Despite the film being visually stunning, full of standout setpieces in locales stark and psychedelic, Kashyap’s greatest strength is his characterisation and dialogue — and thankfully, he knows it. In Dev D (played to understated perfection by Abhay Deol), he has created a flawlessly updated version of our most famous hero: one who doesn’t hesitate to ask his long-distance girlfriend to send him a “bina kapdon wali” photo of herself, but has a lot of trouble dealing with the possibility of her having a sexual history. Smaller characters are equally well-etched, like Dev’s father, who, having realised that the lovely Paro isn’t going to be his bahu after all, delivers one of the film’s best lines: “London ja ke tera taste kharaab ho gaya hai: whiskey chhodke vodka peeta hai, asli auraton ko chhodke sookhi-sookhi lakdiyon ke pichche bhaagta hai.

Kashyap’s Paro — an unapologetically passionate woman who gives as good as she gets — is at the film’s core, and the long-limbed Mahi Gill brings to the role a heartbreaking feistiness. Even with a broken heart, Paro remains the strongest of the three characters: the stubbornly self-destructive Dev seems to need a lot of mothering (which, oddly, both women seem happy to provide), while Chanda hides a deep vulnerability.
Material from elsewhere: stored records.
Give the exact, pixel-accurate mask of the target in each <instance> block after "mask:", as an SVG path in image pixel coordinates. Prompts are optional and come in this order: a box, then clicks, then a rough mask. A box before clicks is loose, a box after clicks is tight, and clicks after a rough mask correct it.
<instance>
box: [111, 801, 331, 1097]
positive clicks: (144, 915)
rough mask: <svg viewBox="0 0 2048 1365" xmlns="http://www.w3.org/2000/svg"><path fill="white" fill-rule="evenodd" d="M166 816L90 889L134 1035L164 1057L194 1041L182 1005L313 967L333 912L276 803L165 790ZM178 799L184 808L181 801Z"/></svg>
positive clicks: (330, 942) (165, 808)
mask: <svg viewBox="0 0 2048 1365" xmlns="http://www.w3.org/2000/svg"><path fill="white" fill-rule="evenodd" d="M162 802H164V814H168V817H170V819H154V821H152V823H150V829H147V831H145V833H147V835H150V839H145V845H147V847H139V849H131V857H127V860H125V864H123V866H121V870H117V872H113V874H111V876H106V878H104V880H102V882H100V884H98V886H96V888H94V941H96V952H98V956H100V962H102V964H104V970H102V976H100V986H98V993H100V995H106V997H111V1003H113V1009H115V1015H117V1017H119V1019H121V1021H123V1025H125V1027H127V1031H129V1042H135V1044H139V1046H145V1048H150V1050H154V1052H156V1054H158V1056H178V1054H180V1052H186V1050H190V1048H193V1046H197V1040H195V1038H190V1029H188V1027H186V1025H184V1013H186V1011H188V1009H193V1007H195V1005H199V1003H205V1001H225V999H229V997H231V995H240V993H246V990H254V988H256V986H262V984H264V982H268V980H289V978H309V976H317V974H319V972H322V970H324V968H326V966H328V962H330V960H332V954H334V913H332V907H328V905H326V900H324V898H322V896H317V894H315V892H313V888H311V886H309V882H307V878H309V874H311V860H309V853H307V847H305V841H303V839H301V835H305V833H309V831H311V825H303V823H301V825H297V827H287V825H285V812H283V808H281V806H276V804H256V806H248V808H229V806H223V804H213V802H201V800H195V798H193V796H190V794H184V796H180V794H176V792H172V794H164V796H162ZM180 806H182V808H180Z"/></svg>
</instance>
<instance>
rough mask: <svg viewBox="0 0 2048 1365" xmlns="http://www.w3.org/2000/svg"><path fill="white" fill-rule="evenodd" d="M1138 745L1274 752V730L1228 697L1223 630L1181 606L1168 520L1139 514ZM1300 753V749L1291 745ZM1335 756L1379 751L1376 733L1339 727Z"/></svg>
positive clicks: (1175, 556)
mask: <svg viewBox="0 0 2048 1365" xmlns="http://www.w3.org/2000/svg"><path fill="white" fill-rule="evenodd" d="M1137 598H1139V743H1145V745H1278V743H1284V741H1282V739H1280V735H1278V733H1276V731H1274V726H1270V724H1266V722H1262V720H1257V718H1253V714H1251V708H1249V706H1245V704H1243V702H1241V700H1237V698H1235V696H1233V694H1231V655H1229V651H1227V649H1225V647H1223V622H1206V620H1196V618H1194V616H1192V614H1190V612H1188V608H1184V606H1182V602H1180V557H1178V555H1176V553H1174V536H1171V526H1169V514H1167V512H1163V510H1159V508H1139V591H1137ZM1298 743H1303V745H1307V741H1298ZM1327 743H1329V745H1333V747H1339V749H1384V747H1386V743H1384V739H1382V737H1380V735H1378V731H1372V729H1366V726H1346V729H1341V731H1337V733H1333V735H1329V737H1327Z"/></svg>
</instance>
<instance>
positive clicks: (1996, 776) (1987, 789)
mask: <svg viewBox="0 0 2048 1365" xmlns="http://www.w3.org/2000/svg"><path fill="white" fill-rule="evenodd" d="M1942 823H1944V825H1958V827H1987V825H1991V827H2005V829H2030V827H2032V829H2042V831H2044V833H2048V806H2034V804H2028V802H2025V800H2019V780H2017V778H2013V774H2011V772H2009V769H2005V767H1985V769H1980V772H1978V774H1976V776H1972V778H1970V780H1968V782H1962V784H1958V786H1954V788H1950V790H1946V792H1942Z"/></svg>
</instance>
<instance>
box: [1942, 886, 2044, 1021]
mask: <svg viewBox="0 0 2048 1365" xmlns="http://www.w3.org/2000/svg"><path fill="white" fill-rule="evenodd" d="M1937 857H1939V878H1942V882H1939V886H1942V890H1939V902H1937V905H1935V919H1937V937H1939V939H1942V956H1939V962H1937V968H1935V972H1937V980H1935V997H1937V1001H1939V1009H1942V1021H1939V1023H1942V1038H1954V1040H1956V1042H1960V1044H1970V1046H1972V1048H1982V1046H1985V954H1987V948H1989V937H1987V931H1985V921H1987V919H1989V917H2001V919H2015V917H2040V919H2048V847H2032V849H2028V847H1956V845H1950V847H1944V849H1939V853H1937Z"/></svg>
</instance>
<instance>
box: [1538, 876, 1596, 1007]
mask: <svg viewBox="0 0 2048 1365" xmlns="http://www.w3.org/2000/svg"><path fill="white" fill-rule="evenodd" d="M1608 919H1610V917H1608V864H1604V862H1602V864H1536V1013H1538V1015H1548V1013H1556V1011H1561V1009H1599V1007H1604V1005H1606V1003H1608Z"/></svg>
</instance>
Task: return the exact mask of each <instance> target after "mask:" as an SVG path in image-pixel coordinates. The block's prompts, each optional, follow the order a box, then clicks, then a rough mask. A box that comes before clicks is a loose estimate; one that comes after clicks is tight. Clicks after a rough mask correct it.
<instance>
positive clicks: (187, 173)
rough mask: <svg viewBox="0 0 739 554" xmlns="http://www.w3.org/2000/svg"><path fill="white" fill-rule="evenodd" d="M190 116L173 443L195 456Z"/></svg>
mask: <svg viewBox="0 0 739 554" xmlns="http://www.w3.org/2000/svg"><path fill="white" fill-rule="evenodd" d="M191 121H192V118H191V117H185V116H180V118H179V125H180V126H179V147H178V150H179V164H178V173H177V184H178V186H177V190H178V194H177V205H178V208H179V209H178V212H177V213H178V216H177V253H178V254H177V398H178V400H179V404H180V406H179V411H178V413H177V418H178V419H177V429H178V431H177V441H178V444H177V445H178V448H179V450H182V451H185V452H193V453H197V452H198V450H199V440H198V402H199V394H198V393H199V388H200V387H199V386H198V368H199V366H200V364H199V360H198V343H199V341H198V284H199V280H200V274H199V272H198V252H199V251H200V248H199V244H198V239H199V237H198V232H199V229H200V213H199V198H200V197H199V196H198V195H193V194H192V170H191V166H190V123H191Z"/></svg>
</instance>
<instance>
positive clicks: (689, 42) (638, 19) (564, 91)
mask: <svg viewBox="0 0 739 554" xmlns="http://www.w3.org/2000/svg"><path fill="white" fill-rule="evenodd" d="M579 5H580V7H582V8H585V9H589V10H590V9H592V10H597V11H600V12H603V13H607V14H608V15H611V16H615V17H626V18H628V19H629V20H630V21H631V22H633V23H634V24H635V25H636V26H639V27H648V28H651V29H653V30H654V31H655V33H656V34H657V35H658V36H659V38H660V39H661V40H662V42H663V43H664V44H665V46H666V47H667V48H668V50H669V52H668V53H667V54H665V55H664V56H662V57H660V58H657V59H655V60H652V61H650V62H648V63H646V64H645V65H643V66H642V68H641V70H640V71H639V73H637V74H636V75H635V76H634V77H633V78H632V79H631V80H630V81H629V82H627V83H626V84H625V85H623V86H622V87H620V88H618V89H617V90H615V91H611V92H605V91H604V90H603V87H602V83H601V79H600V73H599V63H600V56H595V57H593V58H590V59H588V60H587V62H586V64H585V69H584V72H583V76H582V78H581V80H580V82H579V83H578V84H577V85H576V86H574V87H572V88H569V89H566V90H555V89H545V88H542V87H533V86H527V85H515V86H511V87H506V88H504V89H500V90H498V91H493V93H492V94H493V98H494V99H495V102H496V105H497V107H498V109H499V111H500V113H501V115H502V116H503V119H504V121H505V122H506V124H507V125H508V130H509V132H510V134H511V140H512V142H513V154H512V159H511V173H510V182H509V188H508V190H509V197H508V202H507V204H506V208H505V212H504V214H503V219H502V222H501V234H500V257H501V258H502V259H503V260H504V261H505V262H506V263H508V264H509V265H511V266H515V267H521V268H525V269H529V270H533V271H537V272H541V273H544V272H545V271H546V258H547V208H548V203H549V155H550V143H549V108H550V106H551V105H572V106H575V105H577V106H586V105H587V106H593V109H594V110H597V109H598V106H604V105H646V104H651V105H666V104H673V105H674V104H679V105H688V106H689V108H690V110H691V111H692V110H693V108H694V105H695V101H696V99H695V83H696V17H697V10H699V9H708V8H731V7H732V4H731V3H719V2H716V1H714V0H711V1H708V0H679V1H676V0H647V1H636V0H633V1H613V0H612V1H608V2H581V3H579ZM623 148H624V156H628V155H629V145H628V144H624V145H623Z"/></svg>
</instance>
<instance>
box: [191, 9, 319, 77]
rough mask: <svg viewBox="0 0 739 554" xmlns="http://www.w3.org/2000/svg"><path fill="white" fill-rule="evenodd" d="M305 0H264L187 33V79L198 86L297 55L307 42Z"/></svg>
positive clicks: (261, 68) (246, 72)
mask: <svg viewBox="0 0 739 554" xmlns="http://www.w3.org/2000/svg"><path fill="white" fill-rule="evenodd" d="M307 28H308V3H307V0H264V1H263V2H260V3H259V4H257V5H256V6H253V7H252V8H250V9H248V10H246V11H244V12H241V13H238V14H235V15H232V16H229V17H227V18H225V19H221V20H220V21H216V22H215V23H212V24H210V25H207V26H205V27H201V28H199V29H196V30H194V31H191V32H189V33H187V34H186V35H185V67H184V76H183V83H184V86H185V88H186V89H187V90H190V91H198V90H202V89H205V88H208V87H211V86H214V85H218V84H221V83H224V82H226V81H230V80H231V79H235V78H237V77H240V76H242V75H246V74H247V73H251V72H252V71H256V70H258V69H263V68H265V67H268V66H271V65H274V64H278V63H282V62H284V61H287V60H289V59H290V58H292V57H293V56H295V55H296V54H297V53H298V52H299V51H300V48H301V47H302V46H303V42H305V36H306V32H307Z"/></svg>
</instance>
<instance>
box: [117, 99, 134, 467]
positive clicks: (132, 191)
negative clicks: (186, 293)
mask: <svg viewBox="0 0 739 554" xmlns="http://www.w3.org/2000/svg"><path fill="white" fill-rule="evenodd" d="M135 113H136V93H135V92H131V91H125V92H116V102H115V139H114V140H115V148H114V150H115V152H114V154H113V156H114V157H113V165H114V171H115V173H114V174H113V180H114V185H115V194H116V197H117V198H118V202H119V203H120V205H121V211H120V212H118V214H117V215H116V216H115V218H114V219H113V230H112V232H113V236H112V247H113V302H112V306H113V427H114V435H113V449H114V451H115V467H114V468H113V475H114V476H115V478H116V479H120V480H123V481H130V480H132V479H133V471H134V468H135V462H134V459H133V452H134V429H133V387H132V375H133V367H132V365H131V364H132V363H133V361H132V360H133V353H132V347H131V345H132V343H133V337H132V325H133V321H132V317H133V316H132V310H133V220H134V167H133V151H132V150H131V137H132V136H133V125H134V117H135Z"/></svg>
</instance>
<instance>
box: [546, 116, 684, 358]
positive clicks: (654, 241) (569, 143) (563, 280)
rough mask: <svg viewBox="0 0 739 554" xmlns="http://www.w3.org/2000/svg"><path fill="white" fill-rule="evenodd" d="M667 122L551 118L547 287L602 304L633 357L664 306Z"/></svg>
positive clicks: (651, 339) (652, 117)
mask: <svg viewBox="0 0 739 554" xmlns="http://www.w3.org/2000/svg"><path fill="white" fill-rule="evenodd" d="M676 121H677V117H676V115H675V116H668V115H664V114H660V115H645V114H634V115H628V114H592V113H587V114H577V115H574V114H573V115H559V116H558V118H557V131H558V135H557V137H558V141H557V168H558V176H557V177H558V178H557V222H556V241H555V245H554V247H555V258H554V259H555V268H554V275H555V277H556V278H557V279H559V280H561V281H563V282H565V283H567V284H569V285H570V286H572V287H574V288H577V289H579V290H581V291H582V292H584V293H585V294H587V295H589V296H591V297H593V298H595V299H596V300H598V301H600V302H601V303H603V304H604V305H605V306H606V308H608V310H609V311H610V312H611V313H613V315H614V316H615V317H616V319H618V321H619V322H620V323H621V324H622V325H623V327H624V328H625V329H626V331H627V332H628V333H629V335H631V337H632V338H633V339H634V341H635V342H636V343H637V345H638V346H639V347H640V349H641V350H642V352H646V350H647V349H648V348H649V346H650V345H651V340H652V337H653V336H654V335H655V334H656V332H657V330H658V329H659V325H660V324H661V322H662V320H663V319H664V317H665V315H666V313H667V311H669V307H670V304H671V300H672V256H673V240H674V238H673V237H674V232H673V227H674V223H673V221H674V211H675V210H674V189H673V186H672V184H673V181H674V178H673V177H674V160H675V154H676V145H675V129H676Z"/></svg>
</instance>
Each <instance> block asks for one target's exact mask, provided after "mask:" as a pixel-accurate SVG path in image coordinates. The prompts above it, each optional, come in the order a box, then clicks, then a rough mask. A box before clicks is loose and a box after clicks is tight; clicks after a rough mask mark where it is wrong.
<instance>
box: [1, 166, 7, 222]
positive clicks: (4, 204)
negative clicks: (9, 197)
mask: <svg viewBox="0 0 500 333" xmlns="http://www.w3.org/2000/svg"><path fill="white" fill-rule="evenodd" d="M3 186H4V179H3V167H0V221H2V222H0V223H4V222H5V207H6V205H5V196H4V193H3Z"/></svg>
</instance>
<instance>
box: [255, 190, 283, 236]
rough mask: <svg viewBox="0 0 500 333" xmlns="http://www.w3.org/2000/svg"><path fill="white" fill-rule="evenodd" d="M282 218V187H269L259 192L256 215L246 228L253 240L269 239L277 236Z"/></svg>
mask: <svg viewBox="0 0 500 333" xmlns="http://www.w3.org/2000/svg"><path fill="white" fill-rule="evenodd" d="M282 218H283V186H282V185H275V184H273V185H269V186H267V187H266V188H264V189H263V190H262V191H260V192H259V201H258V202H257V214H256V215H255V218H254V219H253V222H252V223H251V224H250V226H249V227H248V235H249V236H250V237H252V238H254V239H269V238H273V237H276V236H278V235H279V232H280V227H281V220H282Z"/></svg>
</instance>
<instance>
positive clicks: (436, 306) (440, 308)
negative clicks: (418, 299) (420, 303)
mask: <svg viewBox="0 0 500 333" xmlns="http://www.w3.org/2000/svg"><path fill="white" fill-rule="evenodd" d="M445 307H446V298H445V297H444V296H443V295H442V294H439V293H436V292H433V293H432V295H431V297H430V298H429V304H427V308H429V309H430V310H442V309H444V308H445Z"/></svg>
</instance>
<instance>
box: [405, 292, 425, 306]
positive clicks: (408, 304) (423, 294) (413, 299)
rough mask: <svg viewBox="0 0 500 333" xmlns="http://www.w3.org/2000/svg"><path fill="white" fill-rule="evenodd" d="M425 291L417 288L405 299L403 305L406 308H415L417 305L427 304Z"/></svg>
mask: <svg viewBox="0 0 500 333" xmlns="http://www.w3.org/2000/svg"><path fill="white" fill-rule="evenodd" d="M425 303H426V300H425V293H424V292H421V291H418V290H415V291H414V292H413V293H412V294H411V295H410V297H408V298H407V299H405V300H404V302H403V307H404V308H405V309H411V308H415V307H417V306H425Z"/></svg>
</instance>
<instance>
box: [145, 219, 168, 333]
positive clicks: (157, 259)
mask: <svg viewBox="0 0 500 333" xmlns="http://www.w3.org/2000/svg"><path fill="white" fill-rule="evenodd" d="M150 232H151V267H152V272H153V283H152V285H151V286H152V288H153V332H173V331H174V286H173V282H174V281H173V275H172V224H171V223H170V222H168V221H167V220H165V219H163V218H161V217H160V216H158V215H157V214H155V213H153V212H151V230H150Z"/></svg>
The Chanda section is where the film flounders a little. Much as you want to like her, Kalki Koechlin, as the half-firang schoolgirl Leni, is hard put to do justice to her wildly overwritten opening journey from a posh South Delhi colony to Paharganj. Too much happens too soon to feel anything but vaguely synoptic, and by the time you get to the patriarchal Punjabi family home and find Kalki holding a copy of Alberto Moravia’s Contempt with Bardot on the cover, you’re too tired to wonder why. But these are small quibbles with a film that represents an undeniably remarkable vision, somehow both as deep-rooted as necessary, and utterly fresh.